I became puffed up thinking what a great businessman I was. One day (in about 2006) as I sat in the car waiting at a guard gate to get into a community to visit a friend the security guard was not letting me through because my friend wouldn't answer the phone.
Frustrated, I made a remark to the guard something like this,
"I know time doesn't mean anything to you, you're just a clock puncher, but my time is valuable, this watch cost more than you make in 3 months!".
The guard looked at me and said
"I'm really sorry sir, and I understand, I'm doing the best I can for you".

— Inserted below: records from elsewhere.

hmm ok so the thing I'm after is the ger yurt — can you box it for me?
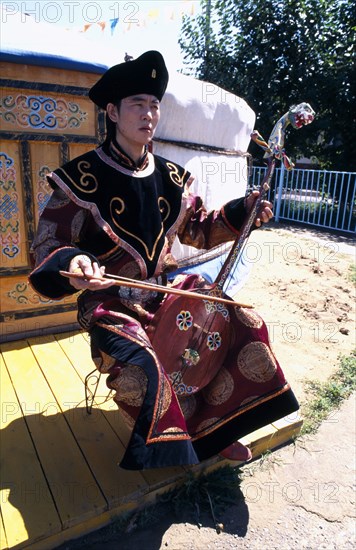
[0,8,255,342]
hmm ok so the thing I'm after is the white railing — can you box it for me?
[250,166,356,234]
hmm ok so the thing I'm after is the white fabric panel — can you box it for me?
[153,72,256,264]
[156,72,255,150]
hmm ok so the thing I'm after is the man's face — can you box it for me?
[113,94,160,151]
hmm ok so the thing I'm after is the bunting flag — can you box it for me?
[148,9,160,20]
[80,2,196,34]
[82,21,106,32]
[110,17,119,35]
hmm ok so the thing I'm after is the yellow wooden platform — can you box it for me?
[0,331,302,550]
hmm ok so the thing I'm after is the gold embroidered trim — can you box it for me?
[110,196,170,261]
[166,162,187,187]
[58,161,98,193]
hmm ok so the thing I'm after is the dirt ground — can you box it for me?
[235,223,355,398]
[58,223,355,550]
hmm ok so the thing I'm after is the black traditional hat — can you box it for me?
[89,50,169,110]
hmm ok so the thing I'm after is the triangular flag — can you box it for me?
[148,9,159,20]
[110,17,119,35]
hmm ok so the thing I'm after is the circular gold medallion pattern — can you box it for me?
[235,307,263,328]
[162,427,185,434]
[240,395,259,407]
[202,368,234,405]
[159,377,173,417]
[196,417,219,433]
[178,395,197,420]
[111,364,148,407]
[238,342,277,382]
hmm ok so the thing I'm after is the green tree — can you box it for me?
[179,0,356,172]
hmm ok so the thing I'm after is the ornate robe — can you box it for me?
[29,144,299,469]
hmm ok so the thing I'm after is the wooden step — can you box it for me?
[0,333,302,550]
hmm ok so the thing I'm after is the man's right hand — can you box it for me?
[67,255,114,291]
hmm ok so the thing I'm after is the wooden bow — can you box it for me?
[59,270,253,309]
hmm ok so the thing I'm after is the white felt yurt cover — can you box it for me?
[1,7,256,290]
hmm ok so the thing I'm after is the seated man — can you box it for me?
[29,51,299,470]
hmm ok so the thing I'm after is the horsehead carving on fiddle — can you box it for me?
[147,102,315,393]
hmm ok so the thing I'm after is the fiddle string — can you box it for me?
[175,290,226,383]
[188,293,221,350]
[220,166,268,296]
[215,162,273,296]
[221,238,248,296]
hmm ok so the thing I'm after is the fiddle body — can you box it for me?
[146,274,236,393]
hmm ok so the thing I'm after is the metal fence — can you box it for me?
[250,166,356,234]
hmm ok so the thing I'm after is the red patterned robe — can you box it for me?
[29,141,299,470]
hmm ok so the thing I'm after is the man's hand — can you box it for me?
[67,255,114,291]
[245,190,273,227]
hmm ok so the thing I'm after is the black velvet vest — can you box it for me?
[49,147,191,277]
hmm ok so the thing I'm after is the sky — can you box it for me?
[0,0,202,71]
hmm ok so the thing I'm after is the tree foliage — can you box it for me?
[179,0,356,171]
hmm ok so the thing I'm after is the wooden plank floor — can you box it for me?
[0,331,302,550]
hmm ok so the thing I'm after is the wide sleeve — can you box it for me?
[29,186,97,299]
[177,190,247,250]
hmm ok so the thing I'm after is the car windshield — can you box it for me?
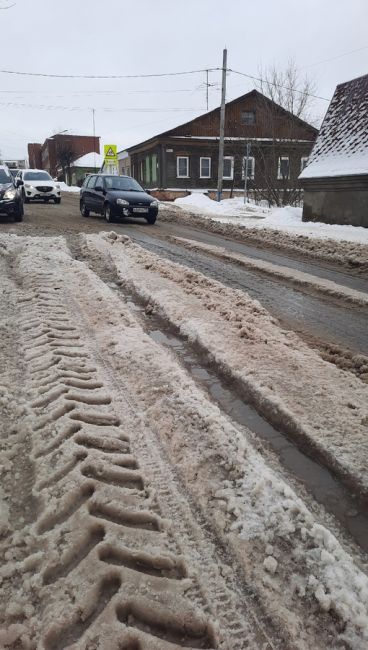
[24,171,52,181]
[0,170,12,184]
[104,176,143,192]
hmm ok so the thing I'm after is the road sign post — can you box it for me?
[103,144,118,175]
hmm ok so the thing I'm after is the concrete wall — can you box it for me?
[302,185,368,228]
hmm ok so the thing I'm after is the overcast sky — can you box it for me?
[0,0,367,161]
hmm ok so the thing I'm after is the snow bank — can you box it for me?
[175,192,268,218]
[58,182,80,193]
[173,193,368,245]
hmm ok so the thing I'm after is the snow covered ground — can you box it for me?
[172,193,368,245]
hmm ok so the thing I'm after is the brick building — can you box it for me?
[27,133,100,178]
[126,89,318,203]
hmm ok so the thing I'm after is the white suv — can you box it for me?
[17,169,61,204]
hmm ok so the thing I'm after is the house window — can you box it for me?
[278,156,290,180]
[242,156,255,180]
[177,156,189,178]
[140,161,144,182]
[223,156,234,180]
[241,111,256,125]
[200,157,211,179]
[300,156,309,172]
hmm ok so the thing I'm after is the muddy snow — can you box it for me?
[0,231,368,650]
[160,207,368,271]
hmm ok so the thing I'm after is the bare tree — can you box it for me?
[256,60,317,123]
[55,144,76,184]
[249,60,317,206]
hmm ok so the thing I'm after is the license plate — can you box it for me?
[133,207,148,213]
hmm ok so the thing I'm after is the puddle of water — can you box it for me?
[148,328,368,554]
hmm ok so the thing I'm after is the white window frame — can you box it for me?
[242,156,255,180]
[177,156,189,178]
[300,156,309,172]
[223,156,234,180]
[200,156,211,179]
[277,156,290,180]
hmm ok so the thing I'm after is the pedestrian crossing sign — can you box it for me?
[104,144,118,164]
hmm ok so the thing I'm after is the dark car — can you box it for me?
[80,174,158,224]
[0,166,24,222]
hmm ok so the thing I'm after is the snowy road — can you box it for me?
[1,198,368,649]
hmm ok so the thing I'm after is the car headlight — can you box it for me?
[56,184,60,189]
[116,198,129,206]
[4,188,16,199]
[24,183,31,188]
[150,200,159,207]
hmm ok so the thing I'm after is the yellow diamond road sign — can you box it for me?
[104,144,118,164]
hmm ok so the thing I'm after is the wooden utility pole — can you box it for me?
[217,48,227,202]
[92,108,96,169]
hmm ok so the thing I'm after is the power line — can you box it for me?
[0,101,203,113]
[0,66,220,80]
[303,45,368,69]
[228,68,330,102]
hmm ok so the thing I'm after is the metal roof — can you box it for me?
[300,74,368,179]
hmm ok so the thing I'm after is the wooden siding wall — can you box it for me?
[165,93,316,141]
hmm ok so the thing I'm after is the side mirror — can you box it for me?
[16,179,24,187]
[145,189,151,195]
[95,185,104,192]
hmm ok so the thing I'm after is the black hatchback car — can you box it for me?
[0,165,24,222]
[80,174,159,224]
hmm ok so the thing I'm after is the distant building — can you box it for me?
[3,159,26,170]
[126,89,318,202]
[27,133,100,179]
[300,74,368,228]
[68,152,103,186]
[118,150,131,176]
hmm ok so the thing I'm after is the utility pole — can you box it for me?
[243,141,251,204]
[206,69,209,112]
[217,48,227,202]
[92,108,96,169]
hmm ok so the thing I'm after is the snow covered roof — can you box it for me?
[72,152,103,168]
[300,74,368,179]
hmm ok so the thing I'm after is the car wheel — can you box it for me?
[80,200,90,217]
[14,203,24,222]
[145,214,157,225]
[54,197,61,204]
[104,203,114,223]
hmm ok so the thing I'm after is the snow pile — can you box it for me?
[58,182,80,193]
[175,193,268,218]
[172,193,368,244]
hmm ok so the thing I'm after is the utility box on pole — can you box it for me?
[216,48,227,202]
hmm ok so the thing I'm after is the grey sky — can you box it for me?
[0,0,367,160]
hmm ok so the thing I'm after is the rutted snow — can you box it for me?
[172,193,368,244]
[1,230,368,648]
[90,233,368,496]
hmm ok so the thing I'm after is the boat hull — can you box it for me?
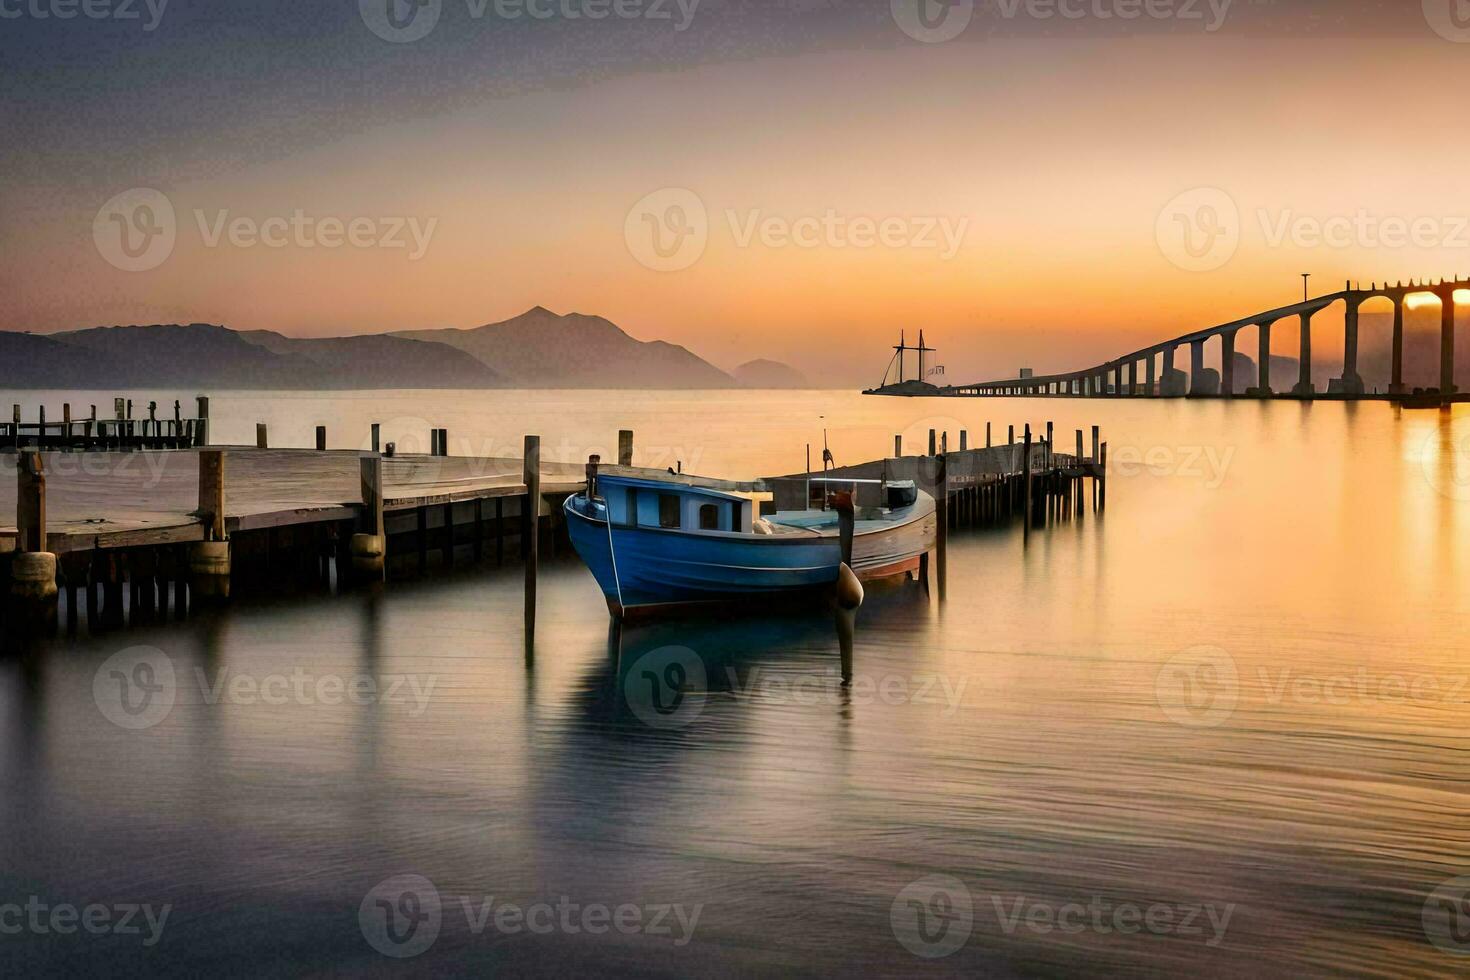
[565,502,841,617]
[561,490,929,620]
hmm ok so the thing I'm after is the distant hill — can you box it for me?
[0,310,744,390]
[733,359,809,388]
[393,307,736,389]
[237,330,502,388]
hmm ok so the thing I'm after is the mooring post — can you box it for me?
[524,435,541,643]
[63,403,71,442]
[370,423,381,453]
[1046,421,1054,469]
[316,426,327,452]
[1099,442,1109,511]
[1008,425,1015,446]
[940,431,948,454]
[935,451,948,601]
[894,434,902,458]
[928,429,937,456]
[190,449,231,600]
[256,423,268,449]
[1022,425,1033,539]
[195,396,210,446]
[960,430,968,452]
[618,430,634,467]
[986,422,992,448]
[12,452,58,628]
[351,454,387,584]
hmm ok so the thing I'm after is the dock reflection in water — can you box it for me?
[1,391,1469,976]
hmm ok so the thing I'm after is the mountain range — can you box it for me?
[0,309,801,390]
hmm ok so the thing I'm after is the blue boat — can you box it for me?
[565,471,935,619]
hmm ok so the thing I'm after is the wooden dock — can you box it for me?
[0,421,1106,643]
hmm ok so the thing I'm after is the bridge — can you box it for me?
[878,278,1470,400]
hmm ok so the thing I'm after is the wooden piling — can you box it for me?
[1022,425,1033,538]
[986,422,992,448]
[351,455,386,583]
[370,423,381,453]
[1099,442,1108,511]
[895,434,902,458]
[524,435,541,642]
[960,430,968,451]
[191,450,230,600]
[316,426,327,452]
[618,430,634,467]
[934,451,948,601]
[928,429,937,456]
[18,452,46,553]
[256,423,268,449]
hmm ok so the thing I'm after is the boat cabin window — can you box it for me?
[658,494,681,529]
[699,503,720,530]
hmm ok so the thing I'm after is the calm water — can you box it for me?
[3,390,1470,977]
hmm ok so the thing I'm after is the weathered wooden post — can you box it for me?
[316,426,327,452]
[960,430,968,451]
[195,396,210,446]
[256,423,268,449]
[63,404,72,445]
[986,422,992,448]
[370,423,381,454]
[190,450,231,600]
[1099,442,1109,511]
[894,435,902,458]
[832,491,863,677]
[114,398,125,421]
[618,430,634,467]
[37,405,45,449]
[1022,425,1033,539]
[1046,421,1054,469]
[524,435,541,643]
[940,432,948,454]
[928,429,937,456]
[934,451,948,601]
[351,454,387,584]
[12,452,58,628]
[1008,425,1015,446]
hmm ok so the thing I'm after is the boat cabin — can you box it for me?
[597,475,754,534]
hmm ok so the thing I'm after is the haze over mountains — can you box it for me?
[0,308,804,390]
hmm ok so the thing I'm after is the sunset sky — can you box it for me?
[3,0,1469,384]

And he said it very nicely.
At that moment I knew I had made a big mistake. God had blessed me with everything I had. I sat there stunned for a minute, then the guard let me through.
I asked God to forgive me for being like that and take that kind of thought out of my head. (But the thought of superiority was still in my head - especially since I was already into this Sonitx thing, I thought I was a genius!)
I guess he heard my prayer.
From August 2008 till August of this year I had to sell every single Rolex, Movado, and Breitling watch and all our jewelry (including Shelly's), 2 campers, the boat, golf club membership, extra vehicle, two motorcycles, and had to cash out all our savings.
(God had taken away the $60k monthly line of credit we had used to short-term finance Shelly's customers and to purchase filters in advance. We also got a letter from the bank closing our HELOC. Nothing had changed on our part, we had never been late on any payments and our credit scores were in the mid 700's. But it almost wiped us out overnight. We had to make it up quickly or go under.)
So now, here I sit, the end of 2009. What a moron. I have very little of value anymore. But fortunately God has increased our customer base this year enough to get us back on our feet, this time without the use of any credit at all. Shelly's business will never be as profitable without the credit model and will be sold this year. (And by the way if you are thinking that basing a business on credit is was a mistake to begin with, note that there are lots of businesses based entirely on credit - real estate - mortgages - the auto business, etc. without credit these businesses would collapse overnight. Prior to 2008 there was never any reason to believe that, if payments are kept up and credit scores were kept high, that banks would withdraw credit on a whim. I don't think the credit was a mistake. The mistake was the attitude)
You can bet that next time the Lord blesses me with something He'll get the credit and I won't be looking down on everybody else as if I deserve it more than them. (And it won't be long -I can see his hand at work already building us back up stronger and leaner than we were before.) And this is part of why I have been involved in Roundtables and helping other guys get started doing what I'm doing. Prior to 2008 I kept it all secret and didn't share anything with anyone. Now I feel that was selfish)
All these thoughts were in the back of my head as I posted the first post in this thread. I thought to myself, "This guy DJ doesn't know what he's in for if he thinks he is so much better than everybody else. He needs to knock himself down a peg and respect other guys."
If I had posted THIS post instead of trying to be a smart azz, maybe my point would have been made more clearly and I wouldn't have made a fool of myself.
That's it DJ. Good luck in what you are doing.